From October 6-7, he met in Tokyo, Japan, with Prime Minister Shinzō Abe and Foreign Minister Taro Kon. On October 7, Secretary Pompeo and Special Representative Stephen E. Biegun met with Chairman Kim and Kim Yo-jong, First Vice Director of the Korean Workers’ Party Central Committee.
“Secretary of State Michael R. Pompeo held productive discussions with Chairman Kim Jong-un in Pyongyang Sunday,” State Department Spokesperson Heather Nauert said in a statement. “They discussed the four elements contained in the U.S.-DPRK Singapore Summit Joint Statement signed by President Trump and Chairman Kim.”
“They also discussed the upcoming second summit between President Trump and Chairman Kim and refined options for the location and date of that next summit.”
In Singapore, Chairman Kim agreed to the complete denuclearization of the Korean peninsula. In total, President Trump and Chairman Kim agreed to the four following elements:
Convinced that the establishment of new U.S.–DPRK relations will contribute to the peace and prosperity of the Korean Peninsula and of the world, and recognizing that mutual confidence building can promote the denuclearization of the Korean Peninsula, President Trump and Chairman Kim Jong Un state the following:
The United States and the DPRK commit to establish new U.S.–DPRK relations in accordance with the desire of the peoples of the two countries for peace and prosperity.
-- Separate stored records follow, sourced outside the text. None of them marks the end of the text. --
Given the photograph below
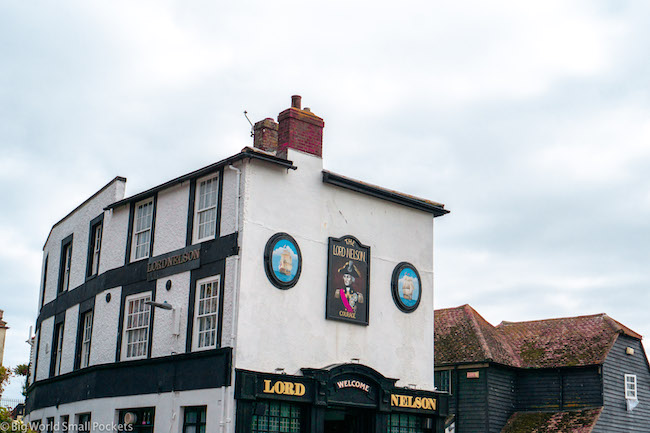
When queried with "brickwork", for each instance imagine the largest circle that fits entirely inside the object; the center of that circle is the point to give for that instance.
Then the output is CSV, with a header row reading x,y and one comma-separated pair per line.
x,y
266,135
301,130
The United States and the DPRK will join their efforts to build a lasting and stable peace regime on the Korean Peninsula.
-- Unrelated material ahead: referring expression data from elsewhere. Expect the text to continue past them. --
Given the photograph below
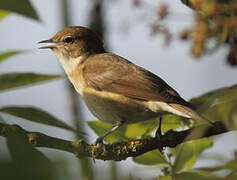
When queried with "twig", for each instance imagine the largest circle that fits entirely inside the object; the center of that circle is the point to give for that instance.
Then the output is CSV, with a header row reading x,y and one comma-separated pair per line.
x,y
116,151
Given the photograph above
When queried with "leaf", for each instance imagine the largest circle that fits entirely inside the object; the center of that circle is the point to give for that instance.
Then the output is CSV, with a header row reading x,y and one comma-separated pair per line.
x,y
198,101
194,176
100,128
15,80
151,158
230,165
170,121
30,163
6,55
188,152
142,128
3,14
22,7
35,115
220,105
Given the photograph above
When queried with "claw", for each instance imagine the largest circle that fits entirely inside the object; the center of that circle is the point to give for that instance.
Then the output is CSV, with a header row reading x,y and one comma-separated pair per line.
x,y
99,141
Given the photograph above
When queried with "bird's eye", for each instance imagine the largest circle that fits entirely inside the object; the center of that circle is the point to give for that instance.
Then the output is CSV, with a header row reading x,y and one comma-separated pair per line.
x,y
69,40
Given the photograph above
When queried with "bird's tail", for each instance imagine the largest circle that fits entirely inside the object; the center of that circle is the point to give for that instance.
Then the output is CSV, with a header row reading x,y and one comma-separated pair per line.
x,y
190,113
Reaffirming the April 27, 2018 Panmunjom Declaration, the DPRK commits to work toward complete denuclearization of the Korean Peninsula.
The United States and the DPRK commit to recovering POW/MIA remains, including the immediate repatriation of those already identified.
Since the Singapore Summit, North Korea’s behavior has been up for debate, though it’s not debatable that the intercontinental ballistic missile tests have ceased. The State Department also said Chairman Kim invited inspectors to visit the Punggye Ri nuclear test site to confirm that it has been irreversibly dismantled.
Secretary Pompeo departed Pyongyang on October 8 and immediately headed to South Korea to discuss the meeting with President Moon Jae-in. He also attended a working dinner with Foreign Minister Kang Kyung-wha.
“I would like to thank you deeply for visiting Pyongyang in the morning and coming straight to Seoul afterwards to share the outcome of your trip,” President Moon said. “And I dearly hope that your latest visit, as well as the upcoming U.S.-North Korea summit, which I hope will be happening soon, will make an irreversible and decisive progress in terms of complete denuclearization on the Korean Peninsula as well as the peace process.”
At the working dinner, Secretary Pompeo and Foreign Minister Kang re-affirmed their commitment to the U.S.-ROK Alliance. They also stressed the U.S. and South Korea should continue close coordination with Japan in order to maintain a unified response to North Korea.
“Secretary Pompeo and Chairman Kim also agreed to instruct their respective working-level teams to meet soon to intensify discussions on the key remaining issues to deliver on the Singapore Summit Joint Statement,” Ms. Nauert, the State Department spokesperson added. “President Trump looks forward to continuing to build upon the trust established with Chairman Kim in Singapore and anticipates meeting again soon.”
Secretary Pompeo will meet with his Chinese counterparts in Beijing on October 8, to discuss the nuclear summit, as well as other bilateral, regional and global issues.